Ask questions to find out what they know or think they know. Correct anything that is untrue or out of proportion. Explain that a virus or pandemic is wide-spread, but it doesn’t mean everyone will get sick.
In the end, if your child is struggling with fears about the coronavirus, Lapointe says it helps to “make room for the fear and all the emotions that come with it,” by actively listening to them. Let’s face it: Raising kids is one of the toughest jobs out there—and child-rearing in the time of the new coronavirus disease, COVID-19, has made it exponentially more challenging. The coronavirus (COVID-19) continues to disrupt our lives. After months of shut down or scaled back non-essential businesses and services and strongly suggested social distancing, mask wearing in public spaces, and self-quarantine if you have been exposed to coronavirus, most states have opened up public spaces and businesses, and the unknown of back-to-school upon us.
Be present and available when your child talks about death. Put down your phone. Stop unloading the dishwasher.

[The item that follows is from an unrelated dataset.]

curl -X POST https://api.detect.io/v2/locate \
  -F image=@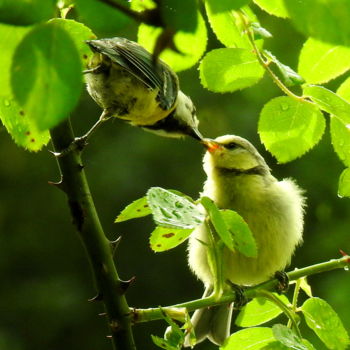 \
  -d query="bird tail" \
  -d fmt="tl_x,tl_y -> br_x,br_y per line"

Behave as if your child’s thoughts or worries on this topic matter to you. For example, support from family and community, or feeling connected, and having access to in-person or virtual counseling or therapy can help with suicidal thoughts and behavior, particularly during a crisis like the COVID-19 pandemic. Many children feel afraid of the coronavirus but won’t let on about that because they’re embarrassed.
Young boys may appear unconcerned; they don’t want to look like “wimps,” so they. The people at risk from COVID-19 are clearly defined and should be protected with targeted measures. Children are not susceptible to it nor do they transmit the virus.
However, COVID-19 can be deadly for older and vulnerable people so it’s important to protect. How to Help Children during Coronavirus Lockdown Ask how they are managing the stress. Listen carefully and compassionately Spend time with your children in.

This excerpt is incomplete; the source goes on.